Along with the employer-employee payroll taxes you pay, there are different payroll taxes paid by employer on behalf of your staff. The 2 essential taxes are:

  1. Federal unemployment tax (FUTA)
  2. State unemployment tax (SUTA)*

*Some states (e.g., Pennsylvania) embrace state unemployment tax as an employee-paid tax, too. Examine together with your state to see in case your staff should pay into unemployment. 

Federal unemployment tax is 6.0% on the primary $7,000 in worker wages. Nevertheless, most states and companies obtain a tax credit score of 5.4% and solely pay 0.6% to FUTA. So, the utmost quantity most employers pay into FUTA every year per worker is $42 ($7,000 X 0.6%). If a enterprise or state doesn’t obtain the tax credit score, the utmost quantity per worker is $420 ($7,000 X 6%).

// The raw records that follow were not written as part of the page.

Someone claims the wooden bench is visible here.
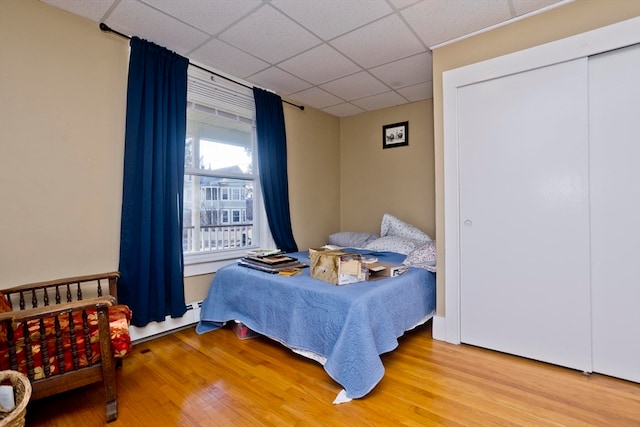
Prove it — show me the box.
[0,272,132,422]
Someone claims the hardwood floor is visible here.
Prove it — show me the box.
[26,321,639,426]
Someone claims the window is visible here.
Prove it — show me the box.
[232,209,241,223]
[220,209,229,224]
[183,68,273,275]
[231,188,243,200]
[203,186,219,201]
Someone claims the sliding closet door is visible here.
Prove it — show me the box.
[589,44,640,383]
[458,58,592,371]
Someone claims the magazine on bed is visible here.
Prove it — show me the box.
[244,253,298,265]
[238,258,307,274]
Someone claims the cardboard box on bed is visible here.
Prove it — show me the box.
[309,248,367,285]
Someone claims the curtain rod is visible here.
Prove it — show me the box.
[99,23,304,111]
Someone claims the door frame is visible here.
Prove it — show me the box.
[441,17,640,344]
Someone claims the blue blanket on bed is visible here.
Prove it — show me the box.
[196,249,436,399]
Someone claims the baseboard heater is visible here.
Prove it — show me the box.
[128,300,203,343]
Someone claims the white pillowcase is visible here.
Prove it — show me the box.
[380,213,432,245]
[328,231,379,248]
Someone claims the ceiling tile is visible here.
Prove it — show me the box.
[322,103,366,118]
[388,0,424,9]
[41,0,115,22]
[278,44,361,85]
[219,5,321,64]
[369,52,432,89]
[106,0,209,55]
[351,91,408,111]
[288,87,344,109]
[320,72,389,101]
[249,67,311,96]
[331,14,425,69]
[271,0,393,40]
[403,0,512,47]
[42,0,565,117]
[190,39,269,79]
[141,0,262,35]
[511,0,566,16]
[396,81,433,102]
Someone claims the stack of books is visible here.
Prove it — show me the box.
[246,248,282,257]
[239,249,307,274]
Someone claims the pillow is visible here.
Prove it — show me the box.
[363,235,422,255]
[380,213,432,245]
[0,293,12,313]
[403,241,437,272]
[328,231,379,248]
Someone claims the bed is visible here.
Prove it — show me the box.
[196,245,436,403]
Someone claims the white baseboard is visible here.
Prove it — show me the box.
[431,315,447,342]
[432,315,462,344]
[129,301,202,343]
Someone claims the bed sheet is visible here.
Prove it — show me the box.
[196,249,436,400]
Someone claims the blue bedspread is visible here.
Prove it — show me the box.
[196,249,436,399]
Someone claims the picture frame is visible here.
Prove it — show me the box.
[382,121,408,149]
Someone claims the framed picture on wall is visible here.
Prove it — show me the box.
[382,121,408,149]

State unemployment taxes and wage bases fluctuate by state. Sometimes, employers obtain notices from the state concerning their SUTA charge every year. States base employer charges on plenty of elements, together with the size of time you’ve been in enterprise, the variety of unemployment claims, and many others. Examine together with your state to find out the wage base and your unemployment tax charge. 

Your state might have extra taxes you pay as an employer (e.g., privilege tax). Contact your state for extra info.